Ride-hailing service Lyft is nudging its way into the world of self-driving cars, announcing today that it will soon be offering rides in autonomous vehicles to customers in the San Francisco Bay Area.
The upcoming test, which was not given a precise start date, will be a partnership between Lyft and Drive.ai, a startup that builds software and hardware to retrofit traditional cars into self-driving vehicles.
When the Lyft test does launch, the small fleet of Drive.ai cars will not be sent out onto the streets of San Francisco without human supervision. Rather, a trained driver will be behind the wheel of each vehicle to monitor the car and take over control of the vehicle if needed.
Also, Lyft users won’t be taken fully by surprise when they are picked up by a self-driving car. Customers will have to opt in to participating if they want the option of riding in an a robot car. For those that do end up in one of the few autonomous cars, there’s additional good news: Your ride will be free.
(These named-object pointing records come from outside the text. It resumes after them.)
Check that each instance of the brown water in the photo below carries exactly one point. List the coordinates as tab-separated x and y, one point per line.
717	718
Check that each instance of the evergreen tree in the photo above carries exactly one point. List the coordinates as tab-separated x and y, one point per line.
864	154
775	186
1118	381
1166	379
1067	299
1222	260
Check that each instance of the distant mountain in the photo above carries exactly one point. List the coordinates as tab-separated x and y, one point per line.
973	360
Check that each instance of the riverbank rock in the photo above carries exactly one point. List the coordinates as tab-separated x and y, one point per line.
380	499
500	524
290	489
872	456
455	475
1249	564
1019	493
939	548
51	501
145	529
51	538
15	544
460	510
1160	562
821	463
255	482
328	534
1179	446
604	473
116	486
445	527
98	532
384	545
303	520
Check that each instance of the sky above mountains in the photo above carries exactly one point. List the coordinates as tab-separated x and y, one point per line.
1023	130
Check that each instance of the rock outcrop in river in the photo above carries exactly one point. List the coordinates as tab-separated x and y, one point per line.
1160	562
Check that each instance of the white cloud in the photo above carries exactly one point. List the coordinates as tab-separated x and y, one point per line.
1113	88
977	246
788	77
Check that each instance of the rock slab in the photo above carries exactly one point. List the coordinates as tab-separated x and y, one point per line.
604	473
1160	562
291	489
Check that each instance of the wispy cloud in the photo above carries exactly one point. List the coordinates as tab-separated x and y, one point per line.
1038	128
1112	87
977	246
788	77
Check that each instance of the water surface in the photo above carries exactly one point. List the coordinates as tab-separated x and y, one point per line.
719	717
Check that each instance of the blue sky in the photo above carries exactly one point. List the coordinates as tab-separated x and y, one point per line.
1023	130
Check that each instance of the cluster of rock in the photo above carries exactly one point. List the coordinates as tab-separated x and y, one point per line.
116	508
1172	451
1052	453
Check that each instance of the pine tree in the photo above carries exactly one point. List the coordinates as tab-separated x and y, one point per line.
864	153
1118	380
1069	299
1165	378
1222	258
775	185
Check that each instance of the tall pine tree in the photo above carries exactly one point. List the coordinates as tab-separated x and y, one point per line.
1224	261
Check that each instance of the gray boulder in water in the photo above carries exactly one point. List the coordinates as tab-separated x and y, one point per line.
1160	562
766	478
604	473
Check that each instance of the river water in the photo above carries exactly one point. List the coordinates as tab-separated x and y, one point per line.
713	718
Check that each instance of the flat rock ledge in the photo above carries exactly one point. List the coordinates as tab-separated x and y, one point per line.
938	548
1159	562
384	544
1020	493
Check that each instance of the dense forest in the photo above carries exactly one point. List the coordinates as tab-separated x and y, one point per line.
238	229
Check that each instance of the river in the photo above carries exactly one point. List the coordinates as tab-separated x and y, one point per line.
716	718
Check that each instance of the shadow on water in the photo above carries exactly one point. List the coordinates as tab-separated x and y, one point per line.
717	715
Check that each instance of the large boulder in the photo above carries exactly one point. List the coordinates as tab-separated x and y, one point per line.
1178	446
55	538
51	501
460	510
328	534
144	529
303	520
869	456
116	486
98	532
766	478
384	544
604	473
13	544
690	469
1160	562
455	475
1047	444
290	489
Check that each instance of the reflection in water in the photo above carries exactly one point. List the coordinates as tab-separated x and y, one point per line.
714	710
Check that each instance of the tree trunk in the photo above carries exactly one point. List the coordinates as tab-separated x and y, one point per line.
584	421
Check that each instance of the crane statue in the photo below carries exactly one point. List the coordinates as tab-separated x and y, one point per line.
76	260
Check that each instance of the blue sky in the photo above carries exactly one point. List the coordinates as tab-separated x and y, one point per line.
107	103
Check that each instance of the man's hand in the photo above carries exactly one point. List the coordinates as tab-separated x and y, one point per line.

If this all sounds familiar, it’s because Uber tried something similar in late 2016 in San Francisco. That test barely lasted a week, as Uber failed to get proper authorization from state regulators to operate their self-driving SUVs on public streets. During that very brief window of time, Uber vehicles were filmed running red lights and improperly entering intersections — incidents that Uber blamed on human error.
To preempt concerns that its program will be similarly short-lived, Lyft makes a point in its announcement of stating that the test will be “done in compliance with applicable regulatory requirements set by” state regulators.
Lyft is also planning to launch a separate autonomous vehicle test in the Boston area in the months to come.